Datasets: Simple and Yago-S

The presented datasets are used for the evaluation of a method for the computation of the statistics of knowledge graphs presented in the paper entitled "Statistics of a RDF store for querying knowledge graphs" by the authors Iztok Savnik, Kiyoshi Nitta, Riste Skrekovski and Nikolaus Augsten.

The system epsilon is a prototype system for browsing and querying knowledge graphs. epsilon includes the implementation of the algorithms for the computation of the statistics of knowledge graphs presented in the paper.

Dataset Simple

The dataset Simple is used as a working example in the paper. It represents a simple hierarchy of persons including scientists and philosophers, a location and a small set of properties of persons. The dataset includes 33 triples.

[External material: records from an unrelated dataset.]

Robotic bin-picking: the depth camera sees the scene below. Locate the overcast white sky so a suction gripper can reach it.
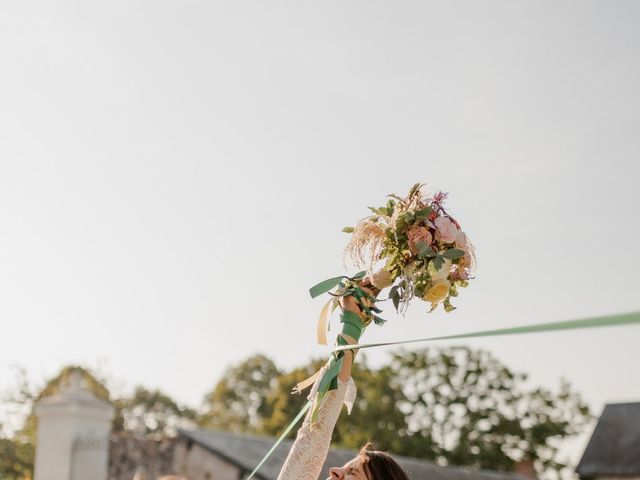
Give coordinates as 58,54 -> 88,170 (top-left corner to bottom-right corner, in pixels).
0,0 -> 640,464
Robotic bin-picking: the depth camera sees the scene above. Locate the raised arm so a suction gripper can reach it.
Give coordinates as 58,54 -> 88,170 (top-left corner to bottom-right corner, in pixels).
278,378 -> 355,480
278,280 -> 379,480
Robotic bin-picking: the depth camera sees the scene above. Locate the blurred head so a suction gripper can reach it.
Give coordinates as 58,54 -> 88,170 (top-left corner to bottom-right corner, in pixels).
329,443 -> 410,480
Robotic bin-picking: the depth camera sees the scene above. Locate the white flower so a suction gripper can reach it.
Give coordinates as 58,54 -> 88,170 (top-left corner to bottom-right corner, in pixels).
429,258 -> 451,282
434,217 -> 458,243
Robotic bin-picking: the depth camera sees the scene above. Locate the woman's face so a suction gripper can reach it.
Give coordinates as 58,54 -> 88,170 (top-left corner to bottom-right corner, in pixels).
327,457 -> 369,480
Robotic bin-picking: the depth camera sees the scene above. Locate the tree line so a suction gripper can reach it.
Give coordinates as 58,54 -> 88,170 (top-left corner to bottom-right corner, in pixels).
0,347 -> 592,480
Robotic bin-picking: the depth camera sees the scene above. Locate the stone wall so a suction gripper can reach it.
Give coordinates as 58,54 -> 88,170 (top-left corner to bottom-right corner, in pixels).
108,433 -> 176,480
173,438 -> 244,480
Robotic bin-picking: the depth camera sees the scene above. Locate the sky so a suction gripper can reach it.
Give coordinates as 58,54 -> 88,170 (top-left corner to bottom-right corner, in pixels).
0,0 -> 640,466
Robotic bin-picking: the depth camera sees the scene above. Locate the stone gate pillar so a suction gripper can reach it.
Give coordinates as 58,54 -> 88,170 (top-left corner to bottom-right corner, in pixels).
34,372 -> 114,480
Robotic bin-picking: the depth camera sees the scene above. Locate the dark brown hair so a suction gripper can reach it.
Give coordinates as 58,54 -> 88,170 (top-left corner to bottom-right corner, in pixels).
360,442 -> 411,480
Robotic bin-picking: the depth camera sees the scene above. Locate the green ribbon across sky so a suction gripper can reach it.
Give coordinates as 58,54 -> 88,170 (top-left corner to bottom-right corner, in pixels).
246,312 -> 640,480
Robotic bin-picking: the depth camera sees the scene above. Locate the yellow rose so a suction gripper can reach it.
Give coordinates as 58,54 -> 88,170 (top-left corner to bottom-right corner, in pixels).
422,280 -> 451,305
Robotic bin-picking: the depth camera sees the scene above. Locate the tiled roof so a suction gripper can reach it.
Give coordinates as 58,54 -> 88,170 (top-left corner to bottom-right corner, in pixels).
576,402 -> 640,478
179,429 -> 523,480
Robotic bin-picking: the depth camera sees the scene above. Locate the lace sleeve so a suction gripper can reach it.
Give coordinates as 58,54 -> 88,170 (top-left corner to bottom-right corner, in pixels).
278,378 -> 355,480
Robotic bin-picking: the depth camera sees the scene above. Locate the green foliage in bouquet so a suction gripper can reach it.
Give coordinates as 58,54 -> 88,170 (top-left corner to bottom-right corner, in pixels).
343,184 -> 476,312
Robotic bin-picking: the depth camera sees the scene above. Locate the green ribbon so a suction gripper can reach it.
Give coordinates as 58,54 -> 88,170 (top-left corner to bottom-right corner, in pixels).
333,312 -> 640,352
246,312 -> 640,480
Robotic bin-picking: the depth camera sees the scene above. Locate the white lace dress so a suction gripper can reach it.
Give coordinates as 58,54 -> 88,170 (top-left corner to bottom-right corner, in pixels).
278,379 -> 355,480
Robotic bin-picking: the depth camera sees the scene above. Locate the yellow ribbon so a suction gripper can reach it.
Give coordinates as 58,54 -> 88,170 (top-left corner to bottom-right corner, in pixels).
317,298 -> 337,345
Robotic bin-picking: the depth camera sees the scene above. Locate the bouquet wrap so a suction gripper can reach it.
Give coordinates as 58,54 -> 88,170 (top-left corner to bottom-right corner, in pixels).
294,184 -> 475,418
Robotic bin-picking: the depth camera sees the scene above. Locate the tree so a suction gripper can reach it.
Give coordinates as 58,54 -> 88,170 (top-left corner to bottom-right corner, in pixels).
114,386 -> 197,439
254,347 -> 591,477
260,359 -> 407,452
0,425 -> 35,480
391,347 -> 591,476
199,355 -> 280,432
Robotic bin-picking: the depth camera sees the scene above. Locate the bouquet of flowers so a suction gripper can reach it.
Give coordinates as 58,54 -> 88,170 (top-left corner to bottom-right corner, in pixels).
294,184 -> 476,411
344,184 -> 476,312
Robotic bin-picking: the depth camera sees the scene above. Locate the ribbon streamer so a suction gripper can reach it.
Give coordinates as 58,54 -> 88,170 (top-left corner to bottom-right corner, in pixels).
245,312 -> 640,480
246,402 -> 311,480
333,312 -> 640,352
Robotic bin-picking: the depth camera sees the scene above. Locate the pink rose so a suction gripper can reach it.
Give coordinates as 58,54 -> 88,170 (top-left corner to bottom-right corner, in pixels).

The script used for the computation of the statistics of Simple dataset can be run in the batch mode of epsilon. The results of the scripts are presented in Section 4.2 of the above stated paper.

Dataset Yago-S

The dataset Yago-S includes a subset of Yago 2 from Max Planck Institute for Informatics. It contains 24743914 triples from the files yagoFacts.tsv, yagoLiteralFacts.tsv, yagoSchema.tsv, yagoTaxonomy.tsv, and yagoTypes.tsv.

The scripts used for the computation of the statistics of Yago-S in the batch mode of epsilon are stored in a directory yago-s. The results of the scripts are presented in Section 4.3 of the paper.

Last update: Thu Feb 24 21:15:14 CET 2022